I tested the coil and it tested good across the primary and secondary. 30 Ω from cap to cap which seems a little on the high side but I think that is acceptable...? Before i tested the coil, it was making a hissing sound when I toggled the ignition on. I left it for a few hours and no more noise from the coil.

10.9V on the red at the coil
10.9V on the green at the coil
Constant 3v on the green on the Pamco sensor. I pulled the plugs and grounded them with wire so I could slowly turn over the engine to check. It doesn't seem like the Pamco is sending a fire signal.
Note: with a battery voltage of 12.2V ignition off, 12.0V ignition on, 10.9V at the Pamco, and up to the coil.

The green wire on the sensor plate is connected to the MCU input port which has an internal pull up resistor to 3 Volts. You cannot reliably see this with some meters. You have to use an oscilloscope with a very high input impedance.If you were getting a reading between near zero and near battery Voltage on the green wire to the coil when rotating the rotor, then the system is working properly.

I'm reading constant 3V but with a cheap DMM so not entirely confident that I'm not missing the fire signal.

It seems to me that I fried my Pamco. !!---If that is correct----!! then I suspect I might be able to replace this one component and be good to go.

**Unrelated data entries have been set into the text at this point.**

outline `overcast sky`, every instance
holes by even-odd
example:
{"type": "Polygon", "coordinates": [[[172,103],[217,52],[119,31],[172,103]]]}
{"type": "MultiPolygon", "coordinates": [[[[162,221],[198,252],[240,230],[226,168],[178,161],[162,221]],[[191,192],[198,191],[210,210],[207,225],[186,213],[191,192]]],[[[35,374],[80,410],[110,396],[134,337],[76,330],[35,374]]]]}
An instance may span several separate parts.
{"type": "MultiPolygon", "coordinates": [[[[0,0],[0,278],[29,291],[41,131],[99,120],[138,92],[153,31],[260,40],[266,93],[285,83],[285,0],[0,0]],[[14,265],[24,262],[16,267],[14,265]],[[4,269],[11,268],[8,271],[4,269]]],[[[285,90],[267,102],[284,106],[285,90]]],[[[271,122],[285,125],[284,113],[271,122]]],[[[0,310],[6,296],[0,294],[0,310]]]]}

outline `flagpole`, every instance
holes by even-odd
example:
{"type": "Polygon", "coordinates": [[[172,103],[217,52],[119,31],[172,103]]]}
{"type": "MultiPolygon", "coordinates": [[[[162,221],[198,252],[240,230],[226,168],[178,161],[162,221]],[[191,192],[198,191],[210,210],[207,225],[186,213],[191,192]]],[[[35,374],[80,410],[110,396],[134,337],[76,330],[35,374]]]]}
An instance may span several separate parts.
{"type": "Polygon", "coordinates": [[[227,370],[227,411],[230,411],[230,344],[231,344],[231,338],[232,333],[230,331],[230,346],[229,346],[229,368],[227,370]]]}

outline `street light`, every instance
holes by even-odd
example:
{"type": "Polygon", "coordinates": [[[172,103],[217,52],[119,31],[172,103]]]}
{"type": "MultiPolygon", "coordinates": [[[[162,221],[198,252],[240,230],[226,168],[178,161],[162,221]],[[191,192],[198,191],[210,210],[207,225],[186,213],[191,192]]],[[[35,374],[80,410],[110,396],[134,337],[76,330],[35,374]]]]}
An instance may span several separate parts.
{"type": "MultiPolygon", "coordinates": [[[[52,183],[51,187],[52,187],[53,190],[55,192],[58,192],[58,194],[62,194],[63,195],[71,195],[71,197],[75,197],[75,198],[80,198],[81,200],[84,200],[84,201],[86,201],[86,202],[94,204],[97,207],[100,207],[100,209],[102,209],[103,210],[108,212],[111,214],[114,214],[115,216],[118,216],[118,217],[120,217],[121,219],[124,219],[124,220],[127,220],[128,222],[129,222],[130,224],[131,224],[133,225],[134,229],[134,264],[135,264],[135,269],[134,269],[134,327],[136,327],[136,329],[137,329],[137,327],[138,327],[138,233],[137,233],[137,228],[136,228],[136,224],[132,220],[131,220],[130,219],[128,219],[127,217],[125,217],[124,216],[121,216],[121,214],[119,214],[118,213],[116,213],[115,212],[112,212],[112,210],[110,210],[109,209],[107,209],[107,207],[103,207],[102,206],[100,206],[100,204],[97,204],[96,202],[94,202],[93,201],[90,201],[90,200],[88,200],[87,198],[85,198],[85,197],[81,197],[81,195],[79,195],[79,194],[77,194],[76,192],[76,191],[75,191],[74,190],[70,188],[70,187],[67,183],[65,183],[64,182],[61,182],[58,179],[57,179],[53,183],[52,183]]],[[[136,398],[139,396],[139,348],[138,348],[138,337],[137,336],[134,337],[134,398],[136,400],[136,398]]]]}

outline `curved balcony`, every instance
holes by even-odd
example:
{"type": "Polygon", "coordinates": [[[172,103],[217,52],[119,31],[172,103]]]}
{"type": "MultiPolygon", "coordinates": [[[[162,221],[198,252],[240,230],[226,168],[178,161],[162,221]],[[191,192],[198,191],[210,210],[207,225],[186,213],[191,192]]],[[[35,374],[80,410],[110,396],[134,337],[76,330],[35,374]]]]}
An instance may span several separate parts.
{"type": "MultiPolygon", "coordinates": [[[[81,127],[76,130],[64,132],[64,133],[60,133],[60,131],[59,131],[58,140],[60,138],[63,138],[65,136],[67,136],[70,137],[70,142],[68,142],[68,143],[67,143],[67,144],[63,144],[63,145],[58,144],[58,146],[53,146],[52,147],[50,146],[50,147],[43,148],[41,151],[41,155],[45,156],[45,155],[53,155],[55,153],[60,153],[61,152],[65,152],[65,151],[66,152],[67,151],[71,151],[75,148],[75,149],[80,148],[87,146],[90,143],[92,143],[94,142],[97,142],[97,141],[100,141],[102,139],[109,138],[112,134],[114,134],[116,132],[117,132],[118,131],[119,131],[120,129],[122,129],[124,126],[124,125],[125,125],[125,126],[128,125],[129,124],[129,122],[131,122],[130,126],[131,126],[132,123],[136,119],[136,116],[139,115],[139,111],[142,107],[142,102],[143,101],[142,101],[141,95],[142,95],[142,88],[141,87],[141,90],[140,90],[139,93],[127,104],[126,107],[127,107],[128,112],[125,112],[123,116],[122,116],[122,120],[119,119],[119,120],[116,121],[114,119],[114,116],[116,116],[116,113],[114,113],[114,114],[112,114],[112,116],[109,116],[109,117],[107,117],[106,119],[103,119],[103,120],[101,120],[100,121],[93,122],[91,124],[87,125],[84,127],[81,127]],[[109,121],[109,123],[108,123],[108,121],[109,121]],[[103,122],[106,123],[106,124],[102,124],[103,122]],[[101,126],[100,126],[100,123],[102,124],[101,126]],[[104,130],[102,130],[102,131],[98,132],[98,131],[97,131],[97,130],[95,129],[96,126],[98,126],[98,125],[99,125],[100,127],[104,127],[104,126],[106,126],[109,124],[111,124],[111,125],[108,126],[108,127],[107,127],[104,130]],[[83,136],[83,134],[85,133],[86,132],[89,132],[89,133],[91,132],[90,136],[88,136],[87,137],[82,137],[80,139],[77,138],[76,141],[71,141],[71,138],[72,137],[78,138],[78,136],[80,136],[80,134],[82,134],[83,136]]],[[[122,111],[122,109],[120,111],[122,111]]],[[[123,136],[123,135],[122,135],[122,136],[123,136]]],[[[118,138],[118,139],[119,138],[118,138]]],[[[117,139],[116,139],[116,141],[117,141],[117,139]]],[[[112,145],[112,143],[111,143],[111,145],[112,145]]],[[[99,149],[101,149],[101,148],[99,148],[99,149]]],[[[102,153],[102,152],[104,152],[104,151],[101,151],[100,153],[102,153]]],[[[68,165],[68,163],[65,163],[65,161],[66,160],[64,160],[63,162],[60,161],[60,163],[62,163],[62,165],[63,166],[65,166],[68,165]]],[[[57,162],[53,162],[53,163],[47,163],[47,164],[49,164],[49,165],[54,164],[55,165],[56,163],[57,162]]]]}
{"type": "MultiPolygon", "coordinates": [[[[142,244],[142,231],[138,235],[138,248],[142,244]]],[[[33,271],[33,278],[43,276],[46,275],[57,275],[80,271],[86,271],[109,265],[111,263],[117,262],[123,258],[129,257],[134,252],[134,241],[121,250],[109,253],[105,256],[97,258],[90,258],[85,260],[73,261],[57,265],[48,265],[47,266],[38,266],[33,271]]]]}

- Has anyone ever seen such a failure?
- Has anyone ever done such a fix?
- Is this a Hall Effect Sensor? pretty sure it is and i guess there is a part number on the back side.
- Does anyone know the part number or a compatible alternative?
Fried_Pamco1.jpg


If we can solve this then I can get back to solving my charging system issue. At 3000 RPM i was only getting 13.5V across the battery. I jumped the Reg/Rec and got 16.5V so it looks like the stator is good. Tested the 6 diodes and they were all ~4.5 Ω so Reg/Rec looks good. So bad grounding? Original solid style Reg/Rec mounted in the stock location.
 
Do you still have the TCI pick up? Investigate the replacement of the PAMCO with a Gonzo Box. My blue box on the PAMCO went bonkers and replaced the whole PAMCO W/ Electronic Advance set up with the GN 250 iggy box AKA Gonzo box and all is good again. Easy peasy to do. Just saying...
 
Yeah, i plan on it even if i get this pamco back up and running. I just dont want the bike to sit for a month waiting on it to get here from China. I could get one sooner for a price but i was waiting on the brain trust to get a bit furth in the testing before adopting.

One question i have in doing that.... I installed this Pamco a few years ago so I can quite remember where the [red/white & orange] plug went. Did the OEM coil have a pigtail that hooked up to that plug with one of those wires going to each of the primary side terminals on the coil?
 
since it's got the separate e-advance box with the plugs OUT but grounded. Wire it without the advance box. See if it sparks then. But yeah high voltage smoking a pamco happens.